The Law Foundation

A charitable trust linked to the University of Oxford

The purpose of the Law Foundation is to promote and develop the study of the theory and practice of law in all its branches, whether at the University or elsewhere, by staff of the University, by those holding visiting appointments at the University, or by students pursuing courses of study approved by the University.

The Trustees meet annually in Oxford at around the start of the academic year, to consider proposals for funding and monitor the financial position of the fund.  The Trustees will support items of expenditure that are both exceptional and will add value to the whole of Law in Oxford. 

An Annual Report of the activities of the Law Foundation is produced once the minutes of the meeting from the previous year have been approved by the Trustees at the next meeting.  Links to the reports are listed below. 

Proposals to the Law Foundation must be made on the recommendation of the Law Board, having first been considered by the Faculty’s Planning and Resources Committee.

The Trustees for 2021-22 are:

Laurence Rabinowitz QC (Chair)

Andrew Mackie (representing the Vice-Chancellor)

Tina Cook, QC

Rachel Brandenburger

Jennifer Payne (appointed by the Board of the Faculty of Law)

Jonathan Herring (appointed by the Board of the Faculty of Law)

Mindy Chen Wishart, ex officio as Dean of the Faculty of Law

Secretary to the Board of Trustees is the Development Officer in the Law Faculty, e-mail development@law.ox.ac.uk.

Annual reports

2013-14 2014-15 2015-16 2016-17 2017-18 2018-19 2019-20 2020-2021

Law Foundation Scholars

  • Eleni Methymaki, DPhil in Law

Provisional Title: Domestic Law as a Multi-Dimensional Concept Before International Courts and Tribunals

Supervisors: Professor Catherine Redgwell and Dr Antonios Tzanakopoulos

Research Summary

My research examines the relationship between international and domestic law through the caselaw of international courts and tribunals. More specifically, I investigate how certain international courts and tribunals, namely the International Court of Justice (and its predecessor, the Permanent Court of International Justice), the Appellate Body of the World Trade Organisation, the European and Inter-American Courts of Human Rights, and investor-state arbitral tribunals engage with domestic law in cases before them. The long-standing debate concerning the relationship between the domestic and the international legal orders—one of the foundational and most contested topics of international law—revolves around the binary distinction between the monist and the dualist theories. However, taking into consideration that in practice different legal orders and systems may relate to each other in a variety of ways, it is ultimately the jurisdictional framework of each court or tribunal that affects how they will deal with domestic law in cases before them. This explains why domestic law presents multiple dimensions in international adjudication. Overall, my research seeks to appraise the status of domestic law in international adjudication and its multiple dimensions through the mandate of the selected international courts and tribunals and the jurisdictional framework set by their constitutive instruments.

  • Jingzhi Chen, DPhil in Law

Jingzhi Chen is a research student at the Oxford Law Faculty.

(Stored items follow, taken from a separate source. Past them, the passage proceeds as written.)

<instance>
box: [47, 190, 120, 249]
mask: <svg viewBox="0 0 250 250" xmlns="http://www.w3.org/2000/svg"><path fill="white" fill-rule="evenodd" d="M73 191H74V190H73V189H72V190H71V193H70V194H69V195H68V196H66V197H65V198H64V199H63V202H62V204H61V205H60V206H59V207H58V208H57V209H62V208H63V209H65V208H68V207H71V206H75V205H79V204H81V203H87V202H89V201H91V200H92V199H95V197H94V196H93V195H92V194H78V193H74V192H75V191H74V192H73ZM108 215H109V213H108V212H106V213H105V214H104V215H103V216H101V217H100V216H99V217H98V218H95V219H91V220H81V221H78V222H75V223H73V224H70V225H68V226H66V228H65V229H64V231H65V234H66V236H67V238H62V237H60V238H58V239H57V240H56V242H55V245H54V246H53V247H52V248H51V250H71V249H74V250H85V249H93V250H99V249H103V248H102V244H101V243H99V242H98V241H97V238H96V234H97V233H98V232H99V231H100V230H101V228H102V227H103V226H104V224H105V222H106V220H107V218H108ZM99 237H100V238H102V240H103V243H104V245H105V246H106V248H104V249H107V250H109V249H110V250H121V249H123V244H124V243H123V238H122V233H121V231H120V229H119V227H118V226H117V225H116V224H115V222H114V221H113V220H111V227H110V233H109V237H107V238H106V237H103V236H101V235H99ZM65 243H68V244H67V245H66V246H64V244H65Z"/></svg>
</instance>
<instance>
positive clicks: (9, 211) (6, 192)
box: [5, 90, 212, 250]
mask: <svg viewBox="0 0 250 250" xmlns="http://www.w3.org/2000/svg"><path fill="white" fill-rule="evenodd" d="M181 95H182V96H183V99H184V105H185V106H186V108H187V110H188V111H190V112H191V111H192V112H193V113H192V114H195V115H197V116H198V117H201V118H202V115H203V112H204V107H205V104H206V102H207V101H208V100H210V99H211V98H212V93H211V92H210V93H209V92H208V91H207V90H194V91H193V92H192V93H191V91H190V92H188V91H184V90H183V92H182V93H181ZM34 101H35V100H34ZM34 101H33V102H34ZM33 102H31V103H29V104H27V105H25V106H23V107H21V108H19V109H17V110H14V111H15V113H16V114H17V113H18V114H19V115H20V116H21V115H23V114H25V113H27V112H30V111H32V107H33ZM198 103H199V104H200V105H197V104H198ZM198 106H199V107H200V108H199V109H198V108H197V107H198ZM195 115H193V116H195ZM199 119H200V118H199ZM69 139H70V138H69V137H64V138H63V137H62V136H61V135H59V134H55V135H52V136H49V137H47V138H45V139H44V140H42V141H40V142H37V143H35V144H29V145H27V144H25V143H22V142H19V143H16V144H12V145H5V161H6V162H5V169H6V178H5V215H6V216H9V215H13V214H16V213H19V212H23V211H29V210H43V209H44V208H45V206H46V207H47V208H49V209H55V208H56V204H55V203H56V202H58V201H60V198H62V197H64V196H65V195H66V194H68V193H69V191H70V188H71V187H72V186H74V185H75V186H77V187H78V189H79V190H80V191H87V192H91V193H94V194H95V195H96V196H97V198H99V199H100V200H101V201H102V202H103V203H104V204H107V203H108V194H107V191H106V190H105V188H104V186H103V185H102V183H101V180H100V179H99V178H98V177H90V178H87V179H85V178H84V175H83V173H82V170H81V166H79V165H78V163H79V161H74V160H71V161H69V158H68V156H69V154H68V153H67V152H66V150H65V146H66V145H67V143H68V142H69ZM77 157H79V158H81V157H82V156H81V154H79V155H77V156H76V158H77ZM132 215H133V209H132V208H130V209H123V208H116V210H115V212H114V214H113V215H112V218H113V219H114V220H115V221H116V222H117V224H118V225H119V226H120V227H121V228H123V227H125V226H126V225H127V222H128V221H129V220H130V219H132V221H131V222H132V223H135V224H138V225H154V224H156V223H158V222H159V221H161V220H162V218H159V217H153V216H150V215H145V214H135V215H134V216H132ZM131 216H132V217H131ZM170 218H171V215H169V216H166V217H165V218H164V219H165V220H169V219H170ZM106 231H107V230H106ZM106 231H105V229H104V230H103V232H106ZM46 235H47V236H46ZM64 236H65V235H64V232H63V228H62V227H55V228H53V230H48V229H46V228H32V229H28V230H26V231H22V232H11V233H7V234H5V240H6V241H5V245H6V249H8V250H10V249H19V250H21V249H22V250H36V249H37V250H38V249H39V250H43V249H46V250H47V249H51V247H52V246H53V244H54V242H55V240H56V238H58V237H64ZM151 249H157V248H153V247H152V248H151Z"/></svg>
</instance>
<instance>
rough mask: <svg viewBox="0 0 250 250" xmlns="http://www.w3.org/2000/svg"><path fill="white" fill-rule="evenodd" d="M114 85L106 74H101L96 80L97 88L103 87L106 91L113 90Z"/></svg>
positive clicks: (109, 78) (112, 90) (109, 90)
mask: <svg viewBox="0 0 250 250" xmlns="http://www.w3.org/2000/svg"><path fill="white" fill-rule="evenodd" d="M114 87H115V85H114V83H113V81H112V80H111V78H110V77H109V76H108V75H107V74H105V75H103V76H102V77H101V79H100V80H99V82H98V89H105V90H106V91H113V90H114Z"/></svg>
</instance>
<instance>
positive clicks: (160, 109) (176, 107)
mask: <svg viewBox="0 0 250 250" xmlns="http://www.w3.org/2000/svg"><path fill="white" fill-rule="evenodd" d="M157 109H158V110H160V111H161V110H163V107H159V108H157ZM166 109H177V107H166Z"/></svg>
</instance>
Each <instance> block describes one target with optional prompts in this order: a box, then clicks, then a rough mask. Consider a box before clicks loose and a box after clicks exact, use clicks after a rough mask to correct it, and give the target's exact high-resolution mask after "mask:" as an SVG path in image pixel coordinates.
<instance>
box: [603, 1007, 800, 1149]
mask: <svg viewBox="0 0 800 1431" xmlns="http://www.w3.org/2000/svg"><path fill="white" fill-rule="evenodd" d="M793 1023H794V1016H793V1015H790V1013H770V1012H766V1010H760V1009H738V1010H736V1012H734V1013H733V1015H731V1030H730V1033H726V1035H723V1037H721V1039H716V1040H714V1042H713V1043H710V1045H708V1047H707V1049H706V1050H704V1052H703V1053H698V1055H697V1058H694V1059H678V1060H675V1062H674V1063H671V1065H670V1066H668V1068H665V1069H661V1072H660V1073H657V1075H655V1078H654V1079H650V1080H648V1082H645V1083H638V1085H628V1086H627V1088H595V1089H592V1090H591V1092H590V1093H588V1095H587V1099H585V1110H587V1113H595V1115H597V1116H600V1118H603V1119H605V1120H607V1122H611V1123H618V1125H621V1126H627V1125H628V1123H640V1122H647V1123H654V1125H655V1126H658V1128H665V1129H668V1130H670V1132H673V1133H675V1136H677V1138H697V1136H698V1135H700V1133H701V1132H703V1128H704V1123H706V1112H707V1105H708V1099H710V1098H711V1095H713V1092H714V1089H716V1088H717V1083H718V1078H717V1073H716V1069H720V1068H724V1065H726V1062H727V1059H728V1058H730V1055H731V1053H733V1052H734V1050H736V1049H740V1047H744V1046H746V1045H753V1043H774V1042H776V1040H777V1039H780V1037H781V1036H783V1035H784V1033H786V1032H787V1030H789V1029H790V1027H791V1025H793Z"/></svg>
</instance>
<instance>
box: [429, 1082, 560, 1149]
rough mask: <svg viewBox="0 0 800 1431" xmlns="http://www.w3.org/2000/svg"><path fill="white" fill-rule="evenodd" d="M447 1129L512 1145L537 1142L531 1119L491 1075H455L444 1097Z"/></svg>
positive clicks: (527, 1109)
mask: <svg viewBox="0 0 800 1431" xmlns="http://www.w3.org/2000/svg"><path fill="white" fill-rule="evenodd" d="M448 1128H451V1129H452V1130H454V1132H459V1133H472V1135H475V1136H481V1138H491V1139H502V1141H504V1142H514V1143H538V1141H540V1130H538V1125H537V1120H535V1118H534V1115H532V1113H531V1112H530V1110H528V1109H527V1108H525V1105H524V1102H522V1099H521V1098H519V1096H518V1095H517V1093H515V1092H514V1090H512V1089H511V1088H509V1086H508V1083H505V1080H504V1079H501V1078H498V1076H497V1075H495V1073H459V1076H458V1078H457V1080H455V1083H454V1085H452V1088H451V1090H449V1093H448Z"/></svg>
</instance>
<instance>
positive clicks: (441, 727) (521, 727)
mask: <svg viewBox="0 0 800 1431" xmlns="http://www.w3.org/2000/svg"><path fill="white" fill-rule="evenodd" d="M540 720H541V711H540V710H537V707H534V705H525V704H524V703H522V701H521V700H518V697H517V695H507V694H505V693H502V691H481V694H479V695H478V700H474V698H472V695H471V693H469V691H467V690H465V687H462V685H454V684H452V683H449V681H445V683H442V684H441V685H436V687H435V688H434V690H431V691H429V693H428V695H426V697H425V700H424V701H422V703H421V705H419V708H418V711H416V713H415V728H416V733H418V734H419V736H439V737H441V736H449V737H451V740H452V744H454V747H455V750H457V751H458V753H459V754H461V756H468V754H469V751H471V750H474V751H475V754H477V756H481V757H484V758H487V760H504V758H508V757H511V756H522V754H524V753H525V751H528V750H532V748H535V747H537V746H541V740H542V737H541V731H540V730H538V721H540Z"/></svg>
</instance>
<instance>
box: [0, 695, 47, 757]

She holds a master degree in legal theory from China University of Political Science and Law, and an LLB from Beijing Institute Technology with distinction. Her research interest lies in political and legal philosophy.

Research Summary

My doctoral research aims to explore a classic problem in liberal tradition: in a society with plural and incompatible comprehensive religious, philosophical and moral doctrines, how to justify a political action to illiberal citizens without disrespecting their comprehensive doctrines? I examine two kinds of liberal approaches on this problem: political liberalism and comprehensive liberalism. The former holds that we need to appeal to what reasonable citizens can be expected to endorse rather than any metaphysical claims about truth. And the second one holds a truth-dependent account that the principles of legitimacy should be based on a true comprehensive doctrine which is consistent with other doctrines. In my research, I plan to re-interpret the idea of respect for person to ground political legitimacy, providing a different truth-dependent account of legitimacy without committing to a particular conception of the good. I hope my research could ease the tension between these two approaches and also keep their insights.

  • Jan Langemeyer, DPhil in Law

Jan is a doctoral student in Law at Oriel College. Prior to the DPhil, Jan studied Law (Erste Juristische Prüfung) as well as Modern History and Islamic Studies (Bachelor of Arts) at the Albert-Ludwigs-University in Freiburg and at the Sorbonne Université in Paris. He also holds a Magister Juris (distinction) from the University Oxford.

Research Summary

My research examines the history of Administrative Law in England, France, and Germany in the late nineteenth and early twentieth centuries. The doctoral project is jointly supervised by Professor Joanna Bell and Professor Birke Häcker, and generously funded by Oxford’s Faculty of Law (Law Foundation Scholarship) and by Oriel College (Keith Hawkins Scholarship in Legal History).